Hi @wtempel
Yes, we are on the same machine, @DerLorenz as scientific user, me as operator.
I know that there were no config changes, as we deploy and manage such changes with config management and automation tools.
After the change end of may (to the master lock strategy), for a while there were no errors observed. Later, the daily number of jobs on the cryosparc machine increased. And those errors started to happen again (with the master lock strategy still enabled, no config changes were done).
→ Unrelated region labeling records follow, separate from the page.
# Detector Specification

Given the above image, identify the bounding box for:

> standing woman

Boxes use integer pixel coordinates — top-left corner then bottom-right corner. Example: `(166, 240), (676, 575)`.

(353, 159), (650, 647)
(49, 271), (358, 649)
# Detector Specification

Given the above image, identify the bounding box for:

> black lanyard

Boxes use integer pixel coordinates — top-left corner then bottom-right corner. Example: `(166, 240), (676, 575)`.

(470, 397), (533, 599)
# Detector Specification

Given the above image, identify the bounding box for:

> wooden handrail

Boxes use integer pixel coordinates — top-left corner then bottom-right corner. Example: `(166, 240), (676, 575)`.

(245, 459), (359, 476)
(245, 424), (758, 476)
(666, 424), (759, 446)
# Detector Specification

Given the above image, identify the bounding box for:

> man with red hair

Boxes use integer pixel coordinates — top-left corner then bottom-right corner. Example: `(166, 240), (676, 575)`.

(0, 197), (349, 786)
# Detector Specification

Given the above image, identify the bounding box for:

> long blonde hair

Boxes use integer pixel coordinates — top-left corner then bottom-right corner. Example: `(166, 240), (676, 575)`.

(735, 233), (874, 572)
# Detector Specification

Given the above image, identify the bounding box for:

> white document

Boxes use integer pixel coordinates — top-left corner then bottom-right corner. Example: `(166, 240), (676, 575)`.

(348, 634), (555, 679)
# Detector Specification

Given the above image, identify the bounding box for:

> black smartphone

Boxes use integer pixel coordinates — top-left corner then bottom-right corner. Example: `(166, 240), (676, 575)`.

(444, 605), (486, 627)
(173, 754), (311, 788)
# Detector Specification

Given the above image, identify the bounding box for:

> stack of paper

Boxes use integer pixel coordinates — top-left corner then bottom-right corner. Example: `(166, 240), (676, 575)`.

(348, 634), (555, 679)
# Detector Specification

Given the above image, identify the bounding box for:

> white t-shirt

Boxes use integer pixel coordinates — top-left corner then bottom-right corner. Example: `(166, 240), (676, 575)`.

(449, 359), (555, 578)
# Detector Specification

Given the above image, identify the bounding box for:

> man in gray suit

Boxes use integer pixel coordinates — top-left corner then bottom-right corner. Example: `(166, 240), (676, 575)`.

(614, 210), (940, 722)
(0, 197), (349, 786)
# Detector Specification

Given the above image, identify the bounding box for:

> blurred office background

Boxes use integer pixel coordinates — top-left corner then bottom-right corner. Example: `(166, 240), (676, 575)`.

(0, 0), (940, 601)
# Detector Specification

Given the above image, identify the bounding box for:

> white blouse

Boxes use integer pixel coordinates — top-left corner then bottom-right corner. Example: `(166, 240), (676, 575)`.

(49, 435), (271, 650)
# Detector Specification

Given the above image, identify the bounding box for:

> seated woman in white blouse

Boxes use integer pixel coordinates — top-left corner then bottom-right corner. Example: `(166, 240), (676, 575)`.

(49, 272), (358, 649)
When it happened, I also did see the lock acquisition logging (until we’ve removed the master lock strategy). The last entries of lock/unlock:
2024-07-25 13:33:44,833 job_run_lock INFO | Lock ssd_cache acquired by P150-J2432-1721899456
2024-07-25 13:35:06,275 job_run_unlock INFO | Releasing lock ssd_cache from P150-J2432-1721899456
2024-07-25 13:35:07,994 job_run_lock INFO | Lock ssd_cache acquired by P150-J2433-1721899493
2024-07-25 13:36:25,284 job_run_unlock INFO | Releasing lock ssd_cache from P150-J2433-1721899493
2024-07-25 13:36:26,801 job_run_lock INFO | Lock ssd_cache acquired by P150-J2429-1721899430
2024-07-25 13:37:47,330 job_run_unlock INFO | Releasing lock ssd_cache from P150-J2429-1721899430
2024-07-25 13:37:48,061 job_run_lock INFO | Lock ssd_cache acquired by P150-J2434-1721899791
2024-07-25 13:39:08,770 job_run_unlock INFO | Releasing lock ssd_cache from P150-J2434-1721899791
2024-07-25 13:39:11,449 job_run_lock INFO | Lock ssd_cache acquired by P150-J2435-1721899809
2024-07-25 13:40:32,694 job_run_unlock INFO | Releasing lock ssd_cache from P150-J2435-1721899809
2024-07-25 13:40:34,180 job_run_lock INFO | Lock ssd_cache acquired by P150-J2430-1721899850
2024-07-25 13:43:04,791 job_run_unlock INFO | Releasing lock ssd_cache from P150-J2430-1721899850
2024-07-25 13:43:05,245 job_run_lock INFO | Lock ssd_cache acquired by P150-J2431-1721899943
2024-07-25 13:45:37,425 job_run_unlock INFO | Releasing lock ssd_cache from P150-J2431-1721899943
2024-07-25 13:45:38,175 job_run_lock INFO | Lock ssd_cache acquired by P150-J2433-1721900542
2024-07-25 13:48:07,600 job_run_unlock INFO | Releasing lock ssd_cache from P150-J2433-1721900542
2024-07-25 13:48:07,824 job_run_lock INFO | Lock ssd_cache acquired by P150-J2437-1721900483
2024-07-25 13:50:49,105 job_run_unlock INFO | Releasing lock ssd_cache from P150-J2437-1721900483
2024-07-25 13:50:49,246 job_run_lock INFO | Lock ssd_cache acquired by P150-J2432-1721900444
2024-07-25 13:53:22,013 job_run_unlock INFO | Releasing lock ssd_cache from P150-J2432-1721900444
2024-07-25 13:53:24,564 job_run_lock INFO | Lock ssd_cache acquired by P150-J2436-1721899836
2024-07-25 13:55:57,209 job_run_unlock INFO | Releasing lock ssd_cache from P150-J2436-1721899836
2024-07-25 13:55:58,582 job_run_lock INFO | Lock ssd_cache acquired by P150-J2429-1721900660
2024-07-25 13:57:18,687 job_run_unlock INFO | Releasing lock ssd_cache from P150-J2429-1721900660
I also remember seeing in the client logs some polling for the lock when it was not immediately available.
Since we’ve gone back to the per-job ssd-cache (i.e. in a per-job /tmp that is removed after the job), the previously seen job failurs as described above are gone.
The cryosparc version we’re running is v4.5.1, since end of May. We did the update to v4.5.1 and cache reconfig at the same time.